Прошло еще несколько дней. Однажды вечером юноше показалось, что он мельком увидел возлюбленную на балконе, но он не посмел махнуть ей рукой, боясь, что кто-нибудь увидит. В бессильной ярости Ганнон решил поговорить с Клитом, своим единственным другом в Сиракузах. Сделав это, он отдаст свою жизнь в его руки, но теперь уже юноша был согласен на такой риск. Если не начать действовать, Аврелия останется вечно страдать от унижений в руках Гиппократа.
Он постучал в дверь Клита в тот же день, взяв с собой небольшую амфору вина и кусок лучшего окорока, какой можно купить за деньги. Из-за подарков Клит принял его еще радушнее. Предоставив Ганнону единственный табурет, он ловко сломал восковую печать на горлышке амфоры и налил две чаши. Подняв тост друг за друга, они выпили.
– Голоден? – Клит ткнул пальцем в окорок, который выложил на стол.
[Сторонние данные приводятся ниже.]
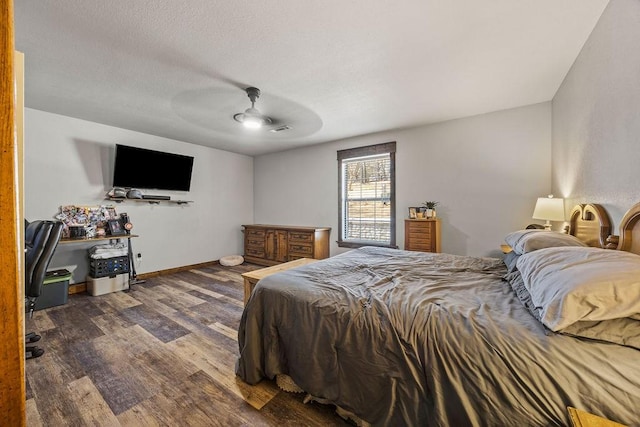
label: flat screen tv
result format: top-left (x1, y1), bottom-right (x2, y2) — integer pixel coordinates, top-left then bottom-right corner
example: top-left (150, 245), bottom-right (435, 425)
top-left (112, 144), bottom-right (194, 191)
– Давай займемся им позже, когда вернемся из таверны.
Клит усмехнулся.
– Ага, мы идем в город, да?
– Да, было бы неплохо. Мои солдаты говорят, что есть хорошее местечко на задней улочке в Ахрадине. По общим отзывам, туда стоит сходить.
– «Трезубец Посейдона»! Ты про это место?
Ганнон ощутил легкое разочарование.
– Ты был там…
– Я переступал порог каждой таверны в Сиракузах. – Клит отхлебнул вина. – Впрочем, буду счастлив сходить туда еще раз. Особенно если ты платишь!
– Таково мое намерение, – подмигнул Ганнон. Он поколебался в нерешительности, но мысль об Аврелии заставила его продолжить. – Хочу попросить об одном одолжении.
Клит поставил чашу.
– Я как раз гадал, что у тебя на уме. Если это не нанесет вреда моему городу…
– Ничего такого, – быстро проговорил Ганнон.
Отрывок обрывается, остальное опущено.